En la actualidad, no existe una definición única de Inversión Socialmente Responsable o ISR. De hecho, la nueva regulación evita utilizar este concepto y apuesta por la Inversión Sostenible. Así pues, por ejemplo, los Principios de Inversión Responsable (PRI) de Naciones Unidas definen la como “una estrategia y práctica que incorpora los factores ambientales, sociales y de gobernanza (ASG) en las decisiones de inversión y la administración de activos. Además, complementa las técnicas tradicionales de análisis financiero y construcción de carteras”. Los gestores de fondos consultados coinciden en afirmar que, hoy en día, hay una gran diversidad de formas de implementar la Inversión Sostenible. Además, se trata de un ámbito que está en plena disrupción, pues en unos años se ha pasado de hablar de estrategias de exclusión y de cateras best in class a hablar de Objetivos de Desarrollo Sostenible, de inversión de impacto, de engagement, de capitalismo inclusivo o de biodiversidad, entre otros aspectos. Por este motivo, la directora asociada de Inversiones de Schroders, Claire Herbert, cree que “tener un abanico de enfoques ayuda a promover la innovación y la diferenciación.
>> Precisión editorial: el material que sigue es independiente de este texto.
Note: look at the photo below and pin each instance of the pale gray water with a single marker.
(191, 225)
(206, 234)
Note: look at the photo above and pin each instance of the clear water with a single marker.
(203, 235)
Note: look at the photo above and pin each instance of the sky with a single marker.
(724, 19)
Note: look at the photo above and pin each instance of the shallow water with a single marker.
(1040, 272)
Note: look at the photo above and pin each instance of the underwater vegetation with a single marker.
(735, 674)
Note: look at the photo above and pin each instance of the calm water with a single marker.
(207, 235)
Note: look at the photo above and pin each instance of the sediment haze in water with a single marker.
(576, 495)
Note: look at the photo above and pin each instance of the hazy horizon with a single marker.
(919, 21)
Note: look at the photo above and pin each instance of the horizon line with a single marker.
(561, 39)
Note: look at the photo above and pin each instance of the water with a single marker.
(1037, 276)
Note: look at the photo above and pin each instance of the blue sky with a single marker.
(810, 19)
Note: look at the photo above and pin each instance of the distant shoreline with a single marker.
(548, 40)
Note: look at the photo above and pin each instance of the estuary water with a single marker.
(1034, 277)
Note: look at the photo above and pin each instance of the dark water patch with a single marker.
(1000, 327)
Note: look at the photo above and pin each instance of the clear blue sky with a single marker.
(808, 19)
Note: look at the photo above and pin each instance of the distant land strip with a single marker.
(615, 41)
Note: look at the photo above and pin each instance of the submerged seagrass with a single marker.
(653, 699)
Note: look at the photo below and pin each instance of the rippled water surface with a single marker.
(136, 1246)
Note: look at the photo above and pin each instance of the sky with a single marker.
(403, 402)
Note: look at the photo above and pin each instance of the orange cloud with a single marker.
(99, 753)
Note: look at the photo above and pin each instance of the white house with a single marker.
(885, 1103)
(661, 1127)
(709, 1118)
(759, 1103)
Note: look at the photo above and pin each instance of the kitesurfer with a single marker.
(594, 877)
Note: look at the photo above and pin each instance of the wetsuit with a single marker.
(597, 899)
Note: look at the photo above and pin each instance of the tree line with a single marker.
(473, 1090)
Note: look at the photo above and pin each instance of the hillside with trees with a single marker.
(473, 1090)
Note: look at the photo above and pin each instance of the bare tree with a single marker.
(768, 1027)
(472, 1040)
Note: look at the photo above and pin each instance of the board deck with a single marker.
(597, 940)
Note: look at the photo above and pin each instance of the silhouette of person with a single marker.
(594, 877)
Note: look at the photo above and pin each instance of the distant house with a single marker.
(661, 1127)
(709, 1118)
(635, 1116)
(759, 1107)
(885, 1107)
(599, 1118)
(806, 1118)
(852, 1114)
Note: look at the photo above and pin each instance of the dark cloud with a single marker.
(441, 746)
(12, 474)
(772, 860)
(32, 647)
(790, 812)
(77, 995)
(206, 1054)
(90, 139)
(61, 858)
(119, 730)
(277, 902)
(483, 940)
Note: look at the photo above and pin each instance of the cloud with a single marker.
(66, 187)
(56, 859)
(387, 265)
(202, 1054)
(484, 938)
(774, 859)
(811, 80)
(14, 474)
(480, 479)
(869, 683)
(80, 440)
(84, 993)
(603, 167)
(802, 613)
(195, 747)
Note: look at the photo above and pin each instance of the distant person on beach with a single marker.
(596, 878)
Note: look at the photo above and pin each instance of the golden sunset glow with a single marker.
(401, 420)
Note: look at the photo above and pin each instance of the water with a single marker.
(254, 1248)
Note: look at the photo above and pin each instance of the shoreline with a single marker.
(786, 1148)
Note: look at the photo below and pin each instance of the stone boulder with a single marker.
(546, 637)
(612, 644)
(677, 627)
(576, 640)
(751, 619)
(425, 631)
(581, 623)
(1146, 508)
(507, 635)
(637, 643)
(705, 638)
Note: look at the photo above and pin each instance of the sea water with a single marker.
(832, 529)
En los últimos años hemos visto que el número de productos integrados, sostenibles y de impacto han pasado a la vanguardia de la inversión sostenible”. En este sentido, el responsable de DWS para España y Portugal, Mariano Arenillas, afirma que “existen tantas aproximaciones casi como inversores, pero en todas ellas subyace el objetivo de políticas empresariales que tengan como objetivo no sólo maximizar la rentabilidad, sino que dicha actividad sea sostenible en el largo plazo, tanto para la empresa como también para el entorno ambiental, social y de gobernanza en el que opera”. Y considera que la Taxonomía europea de Finanzas Sostenibles ayudará, en el futuro, a determinar qué se considera sostenible. “Creemos que la herramienta que la Unión Europea pondrá a disposición este 2021 ayudará a los inversores a una mejor comprensión y entendimiento de los fundamentos de inversión sostenible”.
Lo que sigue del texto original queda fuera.